Data Probability Model:

\[y_i \sim \mathcal{N}(F(x_i), \sigma)\]

\[\mathcal{L}(\theta | \mathbf{y}; F) = \prod_{i=1}^n \frac{1}{\sqrt{2\pi}} \exp(-\frac{y_i - F(x_i)^2}{2\sigma^2})\]

\[\log \mathcal{L}(\theta | \mathbf{y}; F) = \sum_{i=1}^n \left[\log \frac{1}{\sqrt{2\pi}} - \frac{1}{2\sigma^2}(y_i - F(x_i))^2 \right]\]

\[ \begin{align} \log \mathcal{L}(\theta | \mathbf{y}, F) &= \sum_{i=1}^n \left[\log \frac{1}{\sqrt{2\pi}} - \frac{1}{2\sigma^2}(y_i - F(x_i)) ^2 \right] \\ &= n \log \frac{1}{\sqrt{2\pi}} - \frac{1}{2\sigma^2} \sum_{i=1}^n (y_i - F(x_i))^2 \end{align} \]

Ignoring constants (including \(\sigma\)):

\[\log \mathcal{L}(\theta | \mathbf{y}, F) \propto -\sum_{i=1}^n (y_i - F(x_i))^2.\]

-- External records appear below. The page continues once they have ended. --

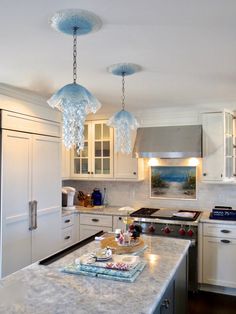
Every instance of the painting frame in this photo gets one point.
(173, 182)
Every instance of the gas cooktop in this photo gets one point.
(172, 214)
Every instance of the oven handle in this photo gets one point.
(193, 243)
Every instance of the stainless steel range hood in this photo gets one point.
(169, 142)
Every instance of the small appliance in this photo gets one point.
(68, 194)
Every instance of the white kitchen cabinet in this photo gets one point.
(91, 224)
(30, 171)
(68, 231)
(96, 160)
(219, 255)
(65, 162)
(218, 153)
(128, 168)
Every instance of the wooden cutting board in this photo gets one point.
(119, 249)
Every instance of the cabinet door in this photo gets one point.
(81, 161)
(102, 150)
(65, 162)
(219, 260)
(16, 194)
(127, 167)
(213, 146)
(46, 190)
(87, 231)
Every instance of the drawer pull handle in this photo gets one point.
(225, 231)
(225, 241)
(166, 304)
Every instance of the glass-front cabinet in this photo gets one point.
(218, 146)
(96, 160)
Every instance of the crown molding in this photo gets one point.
(22, 94)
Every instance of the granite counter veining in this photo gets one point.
(110, 210)
(44, 289)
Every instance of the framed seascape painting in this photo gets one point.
(173, 182)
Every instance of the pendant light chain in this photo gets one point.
(123, 91)
(75, 55)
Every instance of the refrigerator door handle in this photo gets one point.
(35, 208)
(31, 218)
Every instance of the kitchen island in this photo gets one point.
(45, 289)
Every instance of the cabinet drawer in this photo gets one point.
(67, 221)
(96, 220)
(67, 236)
(219, 230)
(219, 261)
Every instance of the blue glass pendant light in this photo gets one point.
(123, 121)
(74, 100)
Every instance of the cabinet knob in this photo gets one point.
(166, 303)
(95, 220)
(225, 241)
(225, 231)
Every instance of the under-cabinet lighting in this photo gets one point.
(193, 162)
(153, 162)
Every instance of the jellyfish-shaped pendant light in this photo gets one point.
(74, 100)
(123, 121)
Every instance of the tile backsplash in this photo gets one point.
(137, 194)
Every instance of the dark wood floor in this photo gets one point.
(211, 303)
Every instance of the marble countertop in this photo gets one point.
(44, 289)
(205, 219)
(99, 210)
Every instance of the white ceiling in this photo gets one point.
(187, 49)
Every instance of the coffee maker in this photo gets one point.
(68, 194)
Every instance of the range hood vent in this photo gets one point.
(168, 142)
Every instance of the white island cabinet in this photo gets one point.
(93, 223)
(30, 191)
(219, 254)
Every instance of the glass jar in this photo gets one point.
(97, 197)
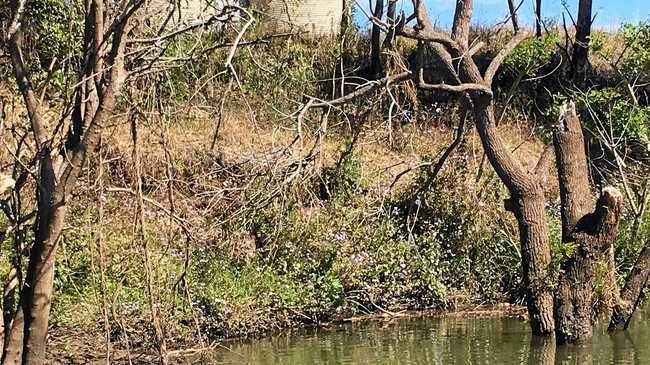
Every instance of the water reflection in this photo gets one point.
(450, 340)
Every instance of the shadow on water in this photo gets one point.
(446, 340)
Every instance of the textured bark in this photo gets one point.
(391, 17)
(513, 15)
(376, 67)
(462, 19)
(580, 59)
(528, 204)
(538, 18)
(594, 233)
(59, 169)
(632, 292)
(573, 173)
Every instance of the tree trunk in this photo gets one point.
(528, 203)
(592, 233)
(462, 21)
(376, 67)
(36, 295)
(391, 17)
(542, 351)
(513, 15)
(538, 18)
(632, 292)
(580, 60)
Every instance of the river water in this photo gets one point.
(438, 340)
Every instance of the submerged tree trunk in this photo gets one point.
(538, 18)
(632, 292)
(528, 204)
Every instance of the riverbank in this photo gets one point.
(72, 347)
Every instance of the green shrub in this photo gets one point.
(533, 54)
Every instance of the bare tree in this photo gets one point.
(513, 15)
(563, 308)
(109, 43)
(538, 18)
(580, 59)
(376, 67)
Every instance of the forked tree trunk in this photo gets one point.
(632, 292)
(462, 21)
(580, 60)
(527, 202)
(592, 231)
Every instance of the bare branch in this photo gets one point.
(366, 89)
(501, 56)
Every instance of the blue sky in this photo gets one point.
(609, 13)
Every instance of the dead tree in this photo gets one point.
(564, 307)
(376, 67)
(538, 18)
(513, 15)
(580, 58)
(108, 44)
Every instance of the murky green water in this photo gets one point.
(450, 340)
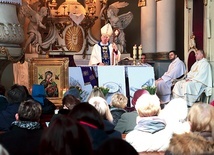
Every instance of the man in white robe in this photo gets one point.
(198, 79)
(104, 52)
(175, 70)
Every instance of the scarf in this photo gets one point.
(26, 125)
(105, 53)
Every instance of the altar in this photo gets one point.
(119, 79)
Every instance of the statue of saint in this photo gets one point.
(34, 36)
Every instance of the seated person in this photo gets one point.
(164, 83)
(118, 105)
(15, 95)
(127, 122)
(24, 135)
(200, 139)
(150, 133)
(143, 61)
(96, 92)
(65, 137)
(68, 103)
(92, 121)
(102, 107)
(197, 80)
(39, 95)
(3, 99)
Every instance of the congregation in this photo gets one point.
(168, 122)
(96, 128)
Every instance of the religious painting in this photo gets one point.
(50, 72)
(78, 80)
(115, 82)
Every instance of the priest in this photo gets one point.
(198, 79)
(104, 52)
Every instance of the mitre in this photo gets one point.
(107, 30)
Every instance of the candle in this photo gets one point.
(139, 51)
(64, 91)
(134, 51)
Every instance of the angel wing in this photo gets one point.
(27, 10)
(119, 5)
(125, 19)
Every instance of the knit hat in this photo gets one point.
(38, 93)
(73, 91)
(107, 30)
(137, 94)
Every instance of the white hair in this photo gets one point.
(175, 113)
(175, 110)
(102, 107)
(148, 105)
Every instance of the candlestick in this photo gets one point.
(139, 51)
(134, 51)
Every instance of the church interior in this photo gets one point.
(70, 28)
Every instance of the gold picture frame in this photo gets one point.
(56, 69)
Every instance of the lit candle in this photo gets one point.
(139, 51)
(134, 51)
(63, 91)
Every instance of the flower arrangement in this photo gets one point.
(150, 89)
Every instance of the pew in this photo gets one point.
(145, 153)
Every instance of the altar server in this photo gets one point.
(198, 79)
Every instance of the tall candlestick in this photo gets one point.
(139, 51)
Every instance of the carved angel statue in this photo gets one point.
(35, 17)
(119, 23)
(192, 43)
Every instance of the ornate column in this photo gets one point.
(11, 32)
(165, 25)
(148, 27)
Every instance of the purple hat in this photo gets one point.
(137, 94)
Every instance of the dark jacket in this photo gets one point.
(97, 136)
(7, 116)
(20, 141)
(3, 102)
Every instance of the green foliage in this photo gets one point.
(104, 90)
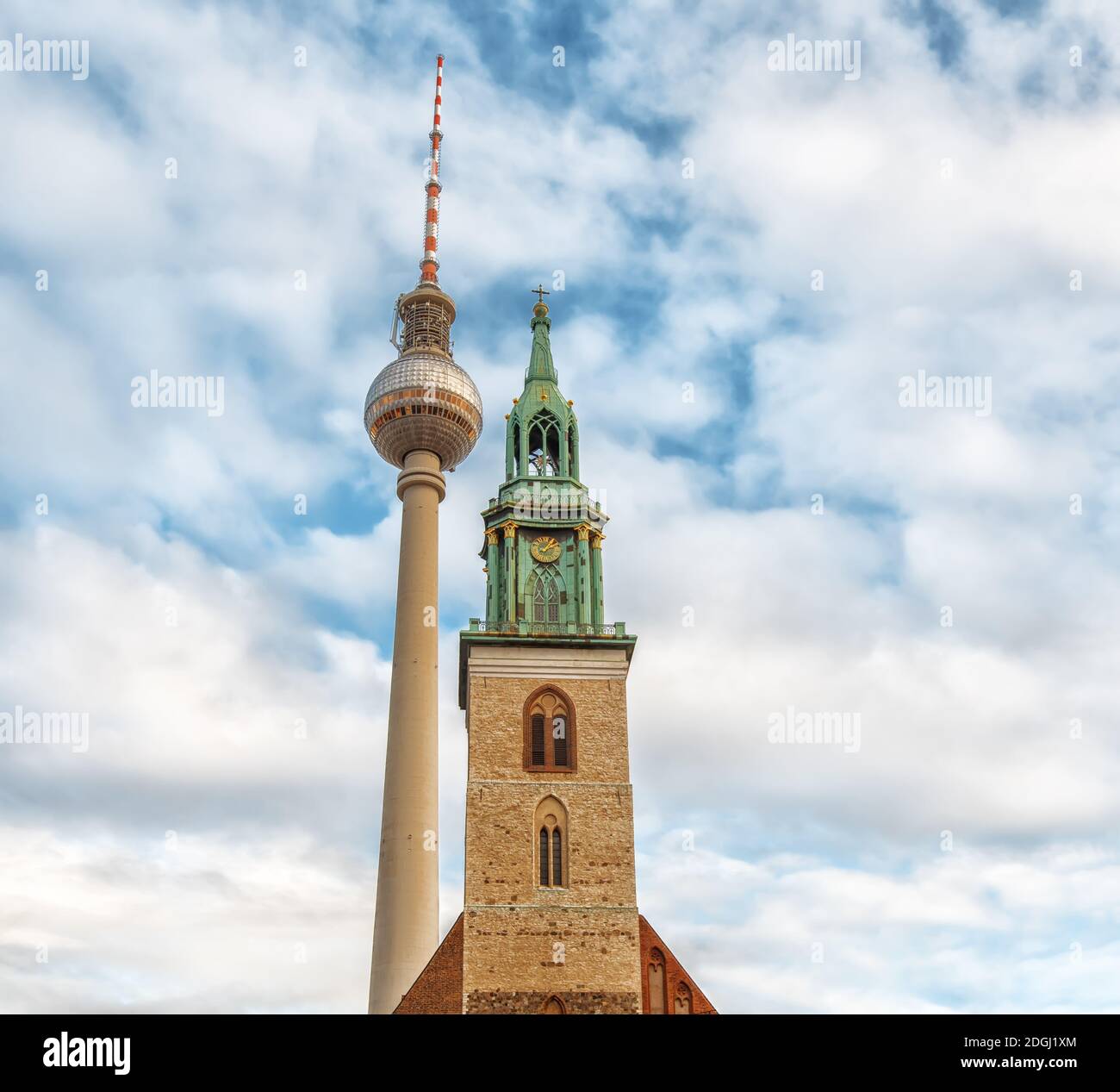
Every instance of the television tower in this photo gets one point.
(424, 415)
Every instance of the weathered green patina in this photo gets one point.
(544, 531)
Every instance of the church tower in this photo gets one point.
(550, 922)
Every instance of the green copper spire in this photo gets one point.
(540, 359)
(544, 532)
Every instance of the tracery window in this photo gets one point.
(549, 732)
(551, 822)
(682, 1003)
(656, 973)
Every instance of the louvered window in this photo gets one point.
(549, 733)
(557, 859)
(538, 755)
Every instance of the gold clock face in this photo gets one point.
(545, 549)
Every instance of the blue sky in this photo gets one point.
(751, 262)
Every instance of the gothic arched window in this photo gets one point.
(544, 446)
(545, 594)
(682, 1005)
(549, 732)
(551, 823)
(656, 975)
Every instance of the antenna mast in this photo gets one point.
(429, 265)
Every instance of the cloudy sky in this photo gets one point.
(753, 262)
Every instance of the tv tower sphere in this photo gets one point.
(424, 402)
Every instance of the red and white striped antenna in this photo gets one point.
(429, 265)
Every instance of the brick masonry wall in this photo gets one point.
(526, 1003)
(513, 930)
(570, 951)
(494, 716)
(439, 988)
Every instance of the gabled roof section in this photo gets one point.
(675, 973)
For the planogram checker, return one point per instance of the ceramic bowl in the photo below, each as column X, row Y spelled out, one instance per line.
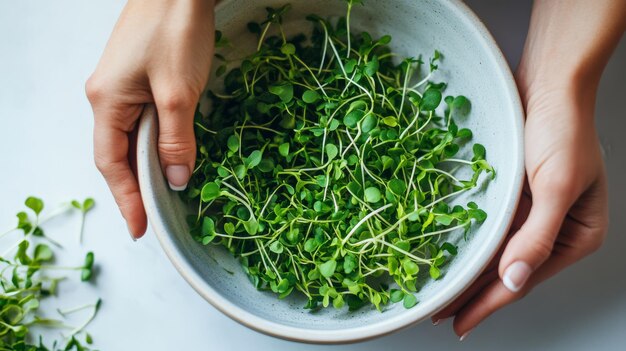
column 472, row 65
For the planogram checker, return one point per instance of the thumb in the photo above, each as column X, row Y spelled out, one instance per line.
column 533, row 243
column 177, row 143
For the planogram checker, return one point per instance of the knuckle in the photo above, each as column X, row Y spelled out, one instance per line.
column 564, row 185
column 102, row 164
column 95, row 89
column 178, row 99
column 176, row 148
column 592, row 240
column 541, row 248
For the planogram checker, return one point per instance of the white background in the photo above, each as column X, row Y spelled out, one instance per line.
column 49, row 48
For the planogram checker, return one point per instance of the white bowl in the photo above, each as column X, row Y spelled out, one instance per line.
column 473, row 66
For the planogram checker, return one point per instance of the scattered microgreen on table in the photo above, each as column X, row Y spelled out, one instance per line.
column 27, row 276
column 327, row 163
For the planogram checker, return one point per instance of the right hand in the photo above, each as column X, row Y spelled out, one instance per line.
column 159, row 52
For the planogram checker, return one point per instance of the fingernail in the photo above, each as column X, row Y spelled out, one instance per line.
column 438, row 321
column 177, row 177
column 464, row 336
column 516, row 275
column 131, row 233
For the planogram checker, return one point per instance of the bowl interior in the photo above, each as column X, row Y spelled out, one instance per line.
column 472, row 66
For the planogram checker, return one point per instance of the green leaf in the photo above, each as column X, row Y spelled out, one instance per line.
column 396, row 295
column 369, row 122
column 461, row 105
column 283, row 149
column 254, row 159
column 42, row 253
column 310, row 96
column 233, row 143
column 409, row 301
column 444, row 219
column 390, row 121
column 288, row 49
column 331, row 151
column 431, row 99
column 397, row 186
column 283, row 91
column 371, row 67
column 210, row 191
column 35, row 204
column 349, row 264
column 208, row 226
column 276, row 247
column 327, row 269
column 479, row 152
column 409, row 266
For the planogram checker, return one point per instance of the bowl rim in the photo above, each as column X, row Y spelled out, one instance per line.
column 147, row 131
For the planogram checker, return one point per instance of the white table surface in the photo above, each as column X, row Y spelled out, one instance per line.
column 49, row 48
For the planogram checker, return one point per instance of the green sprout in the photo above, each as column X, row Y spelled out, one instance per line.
column 328, row 166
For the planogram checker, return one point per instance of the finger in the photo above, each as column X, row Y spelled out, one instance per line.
column 532, row 244
column 111, row 157
column 578, row 238
column 177, row 143
column 491, row 273
column 496, row 295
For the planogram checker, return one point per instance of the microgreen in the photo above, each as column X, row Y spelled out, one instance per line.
column 83, row 207
column 334, row 167
column 26, row 279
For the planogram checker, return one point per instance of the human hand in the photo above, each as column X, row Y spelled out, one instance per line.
column 159, row 52
column 562, row 216
column 563, row 213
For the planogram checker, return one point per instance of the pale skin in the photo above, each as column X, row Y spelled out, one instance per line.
column 160, row 52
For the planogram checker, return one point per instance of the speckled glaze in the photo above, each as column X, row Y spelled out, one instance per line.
column 473, row 65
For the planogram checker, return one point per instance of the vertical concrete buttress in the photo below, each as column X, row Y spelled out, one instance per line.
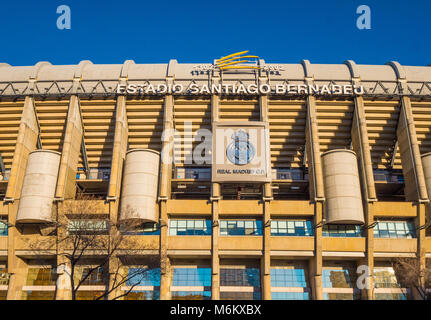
column 165, row 184
column 215, row 197
column 26, row 142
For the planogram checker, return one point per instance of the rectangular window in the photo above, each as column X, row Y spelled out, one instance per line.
column 4, row 276
column 339, row 283
column 3, row 228
column 89, row 295
column 288, row 277
column 240, row 227
column 193, row 277
column 40, row 277
column 291, row 228
column 395, row 229
column 290, row 296
column 88, row 226
column 289, row 283
column 143, row 295
column 95, row 277
column 143, row 277
column 191, row 295
column 387, row 286
column 191, row 283
column 38, row 295
column 146, row 229
column 342, row 230
column 240, row 284
column 189, row 227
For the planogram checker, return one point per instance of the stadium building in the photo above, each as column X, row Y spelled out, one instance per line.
column 343, row 176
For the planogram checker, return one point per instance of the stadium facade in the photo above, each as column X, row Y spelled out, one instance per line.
column 343, row 178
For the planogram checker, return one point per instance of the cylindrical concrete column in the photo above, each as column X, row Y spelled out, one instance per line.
column 426, row 164
column 140, row 185
column 342, row 187
column 38, row 188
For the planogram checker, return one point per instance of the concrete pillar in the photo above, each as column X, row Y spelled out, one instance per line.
column 316, row 193
column 70, row 152
column 368, row 292
column 26, row 142
column 415, row 187
column 361, row 146
column 120, row 146
column 421, row 247
column 267, row 197
column 215, row 260
column 316, row 264
column 165, row 186
column 215, row 197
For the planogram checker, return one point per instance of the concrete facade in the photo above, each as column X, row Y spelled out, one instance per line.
column 77, row 112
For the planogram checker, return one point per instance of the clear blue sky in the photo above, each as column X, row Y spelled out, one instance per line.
column 200, row 31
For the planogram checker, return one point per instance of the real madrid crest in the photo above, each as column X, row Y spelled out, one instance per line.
column 240, row 151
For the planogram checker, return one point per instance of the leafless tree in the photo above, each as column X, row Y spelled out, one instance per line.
column 410, row 275
column 80, row 232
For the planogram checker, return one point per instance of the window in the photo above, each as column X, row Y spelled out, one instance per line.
column 240, row 227
column 284, row 277
column 191, row 295
column 40, row 277
column 198, row 280
column 200, row 277
column 144, row 277
column 96, row 277
column 38, row 295
column 341, row 230
column 246, row 278
column 89, row 295
column 4, row 276
column 291, row 228
column 387, row 286
column 143, row 295
column 339, row 283
column 147, row 229
column 290, row 296
column 3, row 228
column 394, row 229
column 289, row 283
column 88, row 226
column 193, row 173
column 187, row 227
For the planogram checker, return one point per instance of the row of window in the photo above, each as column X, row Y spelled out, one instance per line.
column 179, row 227
column 287, row 282
column 292, row 283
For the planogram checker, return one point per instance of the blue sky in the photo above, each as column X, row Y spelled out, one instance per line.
column 200, row 31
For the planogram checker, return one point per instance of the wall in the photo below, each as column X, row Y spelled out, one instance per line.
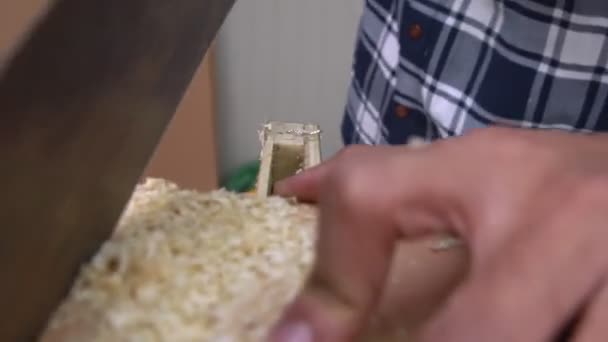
column 283, row 60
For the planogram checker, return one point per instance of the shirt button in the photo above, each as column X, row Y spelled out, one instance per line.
column 415, row 32
column 401, row 111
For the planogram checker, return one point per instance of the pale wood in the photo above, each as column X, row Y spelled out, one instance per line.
column 287, row 148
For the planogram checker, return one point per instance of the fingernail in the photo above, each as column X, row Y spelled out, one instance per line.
column 292, row 332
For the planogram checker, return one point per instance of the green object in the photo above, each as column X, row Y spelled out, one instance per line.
column 244, row 178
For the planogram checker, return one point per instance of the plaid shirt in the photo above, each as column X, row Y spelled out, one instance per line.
column 437, row 68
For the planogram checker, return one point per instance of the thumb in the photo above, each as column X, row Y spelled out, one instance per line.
column 305, row 185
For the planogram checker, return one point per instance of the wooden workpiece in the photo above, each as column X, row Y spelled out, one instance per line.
column 287, row 148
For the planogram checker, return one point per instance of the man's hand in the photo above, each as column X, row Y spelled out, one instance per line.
column 532, row 207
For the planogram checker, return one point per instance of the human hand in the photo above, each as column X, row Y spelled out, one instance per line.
column 530, row 205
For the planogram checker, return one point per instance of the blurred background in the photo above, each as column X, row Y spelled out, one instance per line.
column 285, row 60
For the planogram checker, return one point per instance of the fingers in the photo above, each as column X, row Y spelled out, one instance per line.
column 354, row 251
column 530, row 287
column 305, row 185
column 357, row 236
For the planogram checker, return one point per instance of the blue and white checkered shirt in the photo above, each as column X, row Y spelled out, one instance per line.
column 437, row 68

Maximizing \(f(x)\) is equivalent to minimizing \(-f(x)\):

\[ - \log \mathcal{L}(\theta | \mathbf{y}, F) \propto \sum_{i=1}^n (y_i - F(x_i))^2 = \text{MSE} \]

Key Points

Key Points

  • Goal of model-based data analysis: Gain insights into data or underlying system through model simulations.
  • Requires developing probability model for data or residuals.
  • Fitting a model as maximum likelihood estimation.
  • Can develop more complex models (autocorrelated residuals, non-normal errors) but these may not result in “standard” error metrics.

Upcoming Schedule

Next Class(es)

Wednesday: Bayesian statistics and probability models

Next Week: Exploratory data analysis

Assessments

Friday: HW1 and Exercise 1 due by 9pm.